We should also see the case of Airedale NHS Trust v Bland14. The House of Lord in this case had to deal with the issue of the duty on doctors to continue to treat a patient in persistent vegetative state for whom there was no prospect of a recovery of any degree of consciousness. The House of Lord dismissed the appeal and viewed the proposed conduct leading to victim's death by discontinuing life support and medical support, as being in nature of an omission, not an act. Lord Goff stated that: "It is true that it may be difficult to describe what the doctor actually does as an omission …
In each case, the doctor is simply allowing his patient to die in the sense that he is desisting from taking a step which might, in certain circumstances, prevent his patient from dying as a result of a pre-existing condition; and as a matter of general principle an omission such as this will not be unlawful unless it constitutes a breach of duty to the patient. " 14  AC 789 Differentiation between Act and Omission in Criminal Law Literally, we understand that an act is an "active" conduct while an omission is an "passive" one.
Most crimes do not include the specific word "act" in their definition. Instead, words are used which imply actions but do not necessarily exclude omissions. Therefore, it may not be easy to distinguish the concepts of an act and omissions in criminal law. For example, a person who engages in a deception to obtain property, or who causes grievous bodily injury, usually does so by an act or series of acts, but neither of these words inevitably excludes the possibility of an omission. Therefore, an omission to act in such circumstances may also convict to a crime.
In Miller, Lord Diplock took a view that much of the apparent difficulty of fitting liability for omissions into the traditional analysis of the actus reus would disappear if a less rigid phrase, such as "course of conduct", were use instead: "it is the use of the expression "actus reus" that is liable to mislead, since it suggests that some positive act on the part of the accused in needed to make him guilty of a crime and that a failure or omission to act is insufficient to give rise to criminal liability…
the habit of lawyers to talk of "actus reus", suggestive as it is of action rather than inaction, is responsible for any erroneous notion that failure to act cannot give rise to criminal liability in English law. " On the other hand, it was held that in Lowe15, manslaughter was held to require proof of an act and it may not be possible to commit an attempt by an omission because s. 1 of Criminal Attempts Act 1981 requires "an act more than merely preparatory".

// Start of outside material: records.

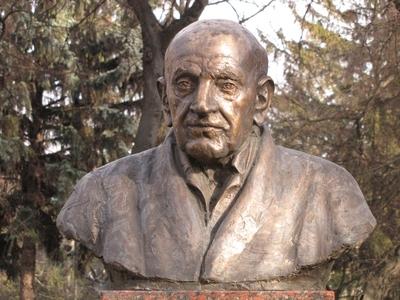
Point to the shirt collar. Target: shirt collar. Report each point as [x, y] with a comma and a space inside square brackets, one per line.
[240, 162]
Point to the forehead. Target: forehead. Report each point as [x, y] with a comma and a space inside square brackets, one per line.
[221, 52]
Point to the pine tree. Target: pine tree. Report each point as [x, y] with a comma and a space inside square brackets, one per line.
[341, 102]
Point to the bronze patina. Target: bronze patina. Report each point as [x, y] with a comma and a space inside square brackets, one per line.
[217, 205]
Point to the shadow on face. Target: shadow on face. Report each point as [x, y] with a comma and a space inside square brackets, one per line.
[212, 76]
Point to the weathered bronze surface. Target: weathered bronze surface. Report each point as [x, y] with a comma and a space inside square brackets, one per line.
[217, 295]
[218, 205]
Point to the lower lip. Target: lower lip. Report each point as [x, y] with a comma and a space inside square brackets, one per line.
[204, 127]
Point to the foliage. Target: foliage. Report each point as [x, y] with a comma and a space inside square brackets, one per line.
[69, 92]
[341, 102]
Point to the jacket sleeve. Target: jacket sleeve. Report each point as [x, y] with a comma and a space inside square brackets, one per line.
[353, 220]
[82, 216]
[337, 217]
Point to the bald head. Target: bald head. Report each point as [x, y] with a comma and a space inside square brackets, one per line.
[232, 39]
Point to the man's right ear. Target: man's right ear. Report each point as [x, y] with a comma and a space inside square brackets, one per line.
[161, 87]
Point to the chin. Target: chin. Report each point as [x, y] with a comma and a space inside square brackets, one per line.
[207, 151]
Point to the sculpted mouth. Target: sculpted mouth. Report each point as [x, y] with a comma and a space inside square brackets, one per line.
[204, 125]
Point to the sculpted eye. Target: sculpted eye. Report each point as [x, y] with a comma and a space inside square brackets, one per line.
[184, 85]
[227, 86]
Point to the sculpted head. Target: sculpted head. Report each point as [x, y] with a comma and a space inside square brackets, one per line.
[215, 88]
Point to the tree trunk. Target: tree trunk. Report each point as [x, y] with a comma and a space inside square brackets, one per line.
[155, 41]
[151, 119]
[27, 269]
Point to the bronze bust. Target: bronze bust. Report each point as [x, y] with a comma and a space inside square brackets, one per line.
[217, 204]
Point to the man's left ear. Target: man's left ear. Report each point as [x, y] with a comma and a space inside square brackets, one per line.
[163, 95]
[265, 91]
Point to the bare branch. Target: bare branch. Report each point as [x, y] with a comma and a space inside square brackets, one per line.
[190, 15]
[243, 20]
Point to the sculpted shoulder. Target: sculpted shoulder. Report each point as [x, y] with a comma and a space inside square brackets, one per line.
[318, 170]
[335, 204]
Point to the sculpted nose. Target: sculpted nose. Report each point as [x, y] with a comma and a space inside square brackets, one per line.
[204, 101]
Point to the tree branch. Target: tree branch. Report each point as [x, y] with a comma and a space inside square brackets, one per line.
[256, 13]
[190, 15]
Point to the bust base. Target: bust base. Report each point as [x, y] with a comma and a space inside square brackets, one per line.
[209, 295]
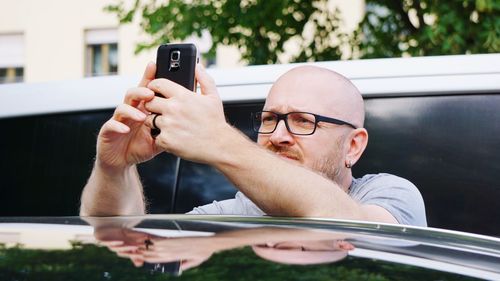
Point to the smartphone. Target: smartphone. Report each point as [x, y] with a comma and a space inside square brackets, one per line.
[177, 63]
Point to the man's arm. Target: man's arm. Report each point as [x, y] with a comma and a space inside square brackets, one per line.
[114, 187]
[112, 193]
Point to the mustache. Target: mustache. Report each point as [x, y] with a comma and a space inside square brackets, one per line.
[283, 150]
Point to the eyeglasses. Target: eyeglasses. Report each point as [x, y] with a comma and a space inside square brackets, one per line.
[297, 123]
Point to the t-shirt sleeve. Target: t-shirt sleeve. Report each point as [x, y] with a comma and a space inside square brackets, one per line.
[398, 196]
[239, 205]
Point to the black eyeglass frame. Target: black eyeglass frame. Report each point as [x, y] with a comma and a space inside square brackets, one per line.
[284, 116]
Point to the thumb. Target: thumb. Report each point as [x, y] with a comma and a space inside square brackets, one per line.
[207, 83]
[149, 74]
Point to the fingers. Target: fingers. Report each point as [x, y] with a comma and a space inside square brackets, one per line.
[167, 88]
[158, 105]
[134, 96]
[138, 262]
[128, 112]
[188, 264]
[113, 126]
[149, 74]
[207, 84]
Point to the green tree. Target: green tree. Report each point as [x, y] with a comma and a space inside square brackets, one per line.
[427, 27]
[261, 28]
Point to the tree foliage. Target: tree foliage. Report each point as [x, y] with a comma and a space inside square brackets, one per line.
[426, 27]
[261, 29]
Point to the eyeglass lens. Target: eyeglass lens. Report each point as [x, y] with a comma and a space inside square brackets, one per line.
[298, 123]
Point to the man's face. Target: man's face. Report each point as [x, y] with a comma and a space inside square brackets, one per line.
[324, 151]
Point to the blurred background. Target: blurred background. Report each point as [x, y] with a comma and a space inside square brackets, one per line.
[57, 39]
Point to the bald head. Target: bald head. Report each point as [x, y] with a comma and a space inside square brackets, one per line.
[318, 90]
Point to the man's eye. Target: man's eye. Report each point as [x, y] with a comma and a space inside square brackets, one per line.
[268, 119]
[303, 120]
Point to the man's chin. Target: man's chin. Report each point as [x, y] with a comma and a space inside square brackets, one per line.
[290, 159]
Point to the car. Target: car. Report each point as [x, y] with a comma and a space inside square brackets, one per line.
[432, 120]
[238, 248]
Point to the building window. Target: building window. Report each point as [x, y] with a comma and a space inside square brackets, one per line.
[11, 75]
[11, 58]
[101, 52]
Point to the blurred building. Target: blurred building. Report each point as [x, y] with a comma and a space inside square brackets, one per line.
[60, 39]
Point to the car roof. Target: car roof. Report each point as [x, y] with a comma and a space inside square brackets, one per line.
[423, 248]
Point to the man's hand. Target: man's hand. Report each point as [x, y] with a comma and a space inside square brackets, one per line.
[190, 124]
[124, 140]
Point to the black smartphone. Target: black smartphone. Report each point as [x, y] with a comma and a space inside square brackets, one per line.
[177, 63]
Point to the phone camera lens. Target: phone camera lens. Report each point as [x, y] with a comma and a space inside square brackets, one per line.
[175, 55]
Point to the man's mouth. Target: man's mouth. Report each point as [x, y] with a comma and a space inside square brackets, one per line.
[287, 156]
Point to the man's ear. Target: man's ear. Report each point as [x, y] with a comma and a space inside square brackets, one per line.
[357, 142]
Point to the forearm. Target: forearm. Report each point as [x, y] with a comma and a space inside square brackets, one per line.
[110, 194]
[281, 188]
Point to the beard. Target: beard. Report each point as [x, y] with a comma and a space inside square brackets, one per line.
[332, 165]
[329, 166]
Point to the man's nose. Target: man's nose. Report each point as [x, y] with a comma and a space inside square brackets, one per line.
[281, 136]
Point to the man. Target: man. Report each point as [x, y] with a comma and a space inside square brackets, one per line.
[310, 135]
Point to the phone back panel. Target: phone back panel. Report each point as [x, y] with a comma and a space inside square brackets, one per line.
[180, 71]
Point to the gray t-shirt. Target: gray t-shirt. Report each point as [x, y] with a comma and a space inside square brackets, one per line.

Moreover, the court held that the words "does acts" in the Protection From Eviction Act 1977 in Ahmad16 could not be satisfied by a failure to do things, i. e. an omission. There are doubts that whether the offences of assault and battery could be simply committed by an omission. 15  QB 702 16  The rationale behind the above is that a mere omission itself does not constitute to actus reus, i. e. no criminal liability. As illustrated in the above, an omission may not satisfy the voluntariness requirement of actus reus or the causation requirement.
Further, as discussed in the previous chapter of the characteristics of omission in criminal law, it is understood that criminal liability will not be established unless there is a special legal duty owed to the victim, no matter it is statutory or contractual. However, the duty concept is unnecessary to criminal offences committed by acts, i. e. no need to prove whether there is a duty or relationship between the accused and victim when the former killed the latter by a knife. To understand more whether criminal liability can be established by an omission in certain occasion, the following cases have been reviewed.
In Fagan17, D had accidentally drove onto a policeman's foot and then, for a short time, refused to drive off. All the judges thought that the offences could not be committed by an omission but majority of the majority held that there was continuing act of keeping the car on the foot. In contrast, the court in DPP v K (a minor)18 appears to have assumed that the accused failure to clear acid out of a dryer which he had earlier thrown it was sufficient for liability for an assault occasioning actual bodily injury under s. 47 OAPA19 when victim's face was scarred when using it.
In Santana-Bermudez, it is possible to describe the defendant's conduct in this case in terms of either an act or omission. When he put the needles in his pocket, he did an act which created a risk for anyone who should thereafter put a hand into the pocket. When he gave an assurance to victim that there were no more needles, he did a further act with mens rea. Even if the first act might be relevant only on the "continuing act" doctrine applied in Fagan, the second act could be regarded as one for the consequences of which he was causally responsible.
Offences Against the Person Act 1869 As a result, differentiation between act and omission may not be easily defined as imagine. In some situations, a conviction of criminal offence could be arisen by either an act or omission. Conclusion Although it is the general rule that criminal liability will not arise for a mere omission, there are exceptions apply.
These exceptions include the statutory duties, the contractual duties, duty arising from special relation of care, duty of a public office, assumption of responsibility and the duty from creation of danger. Beside the active/passive concept of act and omission, we could basically distinguish them by using different approaches, including the duty between accused/victim. However, having reviewed several court decisions, criminal offence may be arose by either committing a prohibited act or an omission. This leads to difficulties in judging the cases as they are all open to the decision of the judges.